Cinque persone hanno perso la vita, nella provincia colombiana di Cauca, in seguito ad un attacco sferrato nei confronti di alcuni leader indigeni. Tra le vittime c’è Cristina Bautista, a capo della riserva di Tacueyò, altre sei persone, invece, sono rimaste ferite. L’esecutivo colombiano ha accusato del massacro le fazioni dissidenti delle Forze Armate Rivoluzionarie Colombiane (Farc) e la strage sarebbe stata compiuta, secondo quanto è emerso da una prima indagine, come vendetta per l’arresto di tre guerriglieri da parte di guardie di sicurezza indigene. La violenza, che ha insanguinato la Colombia per decenni e che avrebbe dovuto terminare in seguito all’accordo di pace raggiunto con i ribelli marxisti delle Farc nel 2016, sembra non voler abbandonare il Paese.
Una crisi pericolosa
Il presidente colombiano Ivan Duque ha deciso di inviare 2.500 soldati, in seguito al massacro, per cercare di ristabilire le condizioni di sicurezza nella zona. La situazione, però, è più complessa di quanto possa sembrare: la smobilitazione di una parte delle Farc, infatti, ha portato a duri scontri tra le fazioni dissidenti, gruppi paramilitari di destra e gang criminali che cercano di assumere il controllo del territorio e del redditizio traffico di cocaina che attraversa la zona. A rimetterci sono state le comunità indigene: dozzine di leader locali ed attivisti sociali sono stati uccisi, infatti, dal 2016 ad oggi.
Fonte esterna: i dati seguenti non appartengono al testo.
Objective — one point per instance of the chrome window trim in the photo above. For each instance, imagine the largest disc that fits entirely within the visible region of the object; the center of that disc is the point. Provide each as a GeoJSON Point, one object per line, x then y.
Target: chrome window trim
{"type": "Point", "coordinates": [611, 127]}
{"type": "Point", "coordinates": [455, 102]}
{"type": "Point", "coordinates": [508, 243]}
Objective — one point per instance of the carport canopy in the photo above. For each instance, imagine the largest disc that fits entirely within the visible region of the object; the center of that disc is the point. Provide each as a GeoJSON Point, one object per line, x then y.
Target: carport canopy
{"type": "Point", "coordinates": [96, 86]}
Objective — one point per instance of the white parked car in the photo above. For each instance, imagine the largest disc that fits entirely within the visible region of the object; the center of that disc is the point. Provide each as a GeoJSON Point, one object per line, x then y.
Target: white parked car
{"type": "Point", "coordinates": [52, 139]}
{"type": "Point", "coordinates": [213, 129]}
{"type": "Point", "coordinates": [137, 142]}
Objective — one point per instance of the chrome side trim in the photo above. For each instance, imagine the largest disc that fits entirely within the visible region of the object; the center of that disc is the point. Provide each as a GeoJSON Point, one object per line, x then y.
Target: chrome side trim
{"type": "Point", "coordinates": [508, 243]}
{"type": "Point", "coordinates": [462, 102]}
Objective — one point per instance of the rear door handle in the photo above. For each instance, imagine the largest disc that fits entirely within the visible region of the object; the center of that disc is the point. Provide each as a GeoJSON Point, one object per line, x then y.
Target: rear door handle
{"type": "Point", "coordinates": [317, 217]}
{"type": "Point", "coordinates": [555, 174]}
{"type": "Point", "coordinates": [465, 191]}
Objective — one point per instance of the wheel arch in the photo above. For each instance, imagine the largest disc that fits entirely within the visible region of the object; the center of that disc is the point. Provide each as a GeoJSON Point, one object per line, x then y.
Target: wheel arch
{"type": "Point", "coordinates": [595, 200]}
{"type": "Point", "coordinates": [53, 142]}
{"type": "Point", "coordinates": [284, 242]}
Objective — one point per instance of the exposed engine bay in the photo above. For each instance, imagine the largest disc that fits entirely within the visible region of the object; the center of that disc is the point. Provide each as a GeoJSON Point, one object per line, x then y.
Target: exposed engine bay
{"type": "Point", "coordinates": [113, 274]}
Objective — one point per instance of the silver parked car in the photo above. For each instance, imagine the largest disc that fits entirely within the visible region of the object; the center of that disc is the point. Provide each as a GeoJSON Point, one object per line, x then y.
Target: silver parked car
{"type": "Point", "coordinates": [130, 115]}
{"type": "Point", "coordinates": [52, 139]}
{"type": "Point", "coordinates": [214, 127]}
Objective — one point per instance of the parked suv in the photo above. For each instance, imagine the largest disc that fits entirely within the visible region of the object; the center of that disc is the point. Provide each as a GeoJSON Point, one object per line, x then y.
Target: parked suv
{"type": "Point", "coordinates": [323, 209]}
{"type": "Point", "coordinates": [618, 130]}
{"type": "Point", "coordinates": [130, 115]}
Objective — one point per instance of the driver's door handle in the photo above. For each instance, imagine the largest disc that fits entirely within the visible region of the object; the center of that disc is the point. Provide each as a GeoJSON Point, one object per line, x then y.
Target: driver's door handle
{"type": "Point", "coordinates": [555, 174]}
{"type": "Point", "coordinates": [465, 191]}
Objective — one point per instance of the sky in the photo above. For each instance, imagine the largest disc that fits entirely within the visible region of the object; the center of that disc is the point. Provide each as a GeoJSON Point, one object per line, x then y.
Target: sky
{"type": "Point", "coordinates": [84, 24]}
I vertici della National Indigenous Organization of Colombia (Onic) hanno riferito che 123 indigeni hanno perso la vita dall’inizio del mandato del presidente Duque nell’agosto del 2018 e che queste popolazioni sono perseguitate, massacrate ed uccise. L’organizzazione ha indetto uno sciopero, nella giornata del 21 novembre, per manifestare contro le politiche dell’esecutivo, giudicate insufficienti ad arginare l’ondata di violenze che li ha travolti.
Le ex Farc
Le Forze Armate Rivouzionarie Colombiane, ormai costituitesi come partito politico dalla firma degli accordi di pace, hanno condannato la decisione di alcuni dei suoi membri di tornare alla lotta armata ed hanno recentemente espulso Ivan Marquez e Jesus Santrich, due ex leader ribelli, per aver deciso di imbracciare nuovamente le armi. Secondo quanto riferito dal movimento oltre il 95 per cento degli ex combattenti continuerebbe ad aderire al processo di pace.
Durante le trattative con Bogotà, infatti, sessanta fronti della guerriglia avevano dissentito circa la prospettiva di una pacificazione ed erano stati espulsi dal gruppo. “Ivan Mordisco” e “Gentil Duarte” sono emersi come figure di spicco di una parte dei ribelli ancora attivi. Le fazioni dissidenti sono riuscite a conservare il controllo su una parte dei territori originalmente occupati dal gruppo e costituiscono una minaccia per la sicurezza nella Colombia orientale e sud-orientale. Queste fazioni sembrano aver abbandonato le ambizioni politiche ed operano piuttosto come un’organizzazione criminale. Dopo l’inizio del processo di pace, invece, altri ribelli si sono dissociati dall’intesa con il governo ed hanno iniziato a riunirsi in maniera indipendente o a confluire nelle strutture già attive. L’iniziativa di Marquez e Santrich, che aspirano a riorganizzare le Farc su scala nazionale e con obiettivi politici, è destinata a scontrarsi con un contesto già molto frazionato. La pacificazione della Colombia, in definitiva, rischia di naufragare qualora le autorità centrali non assumano con più decisione il controllo della situazione.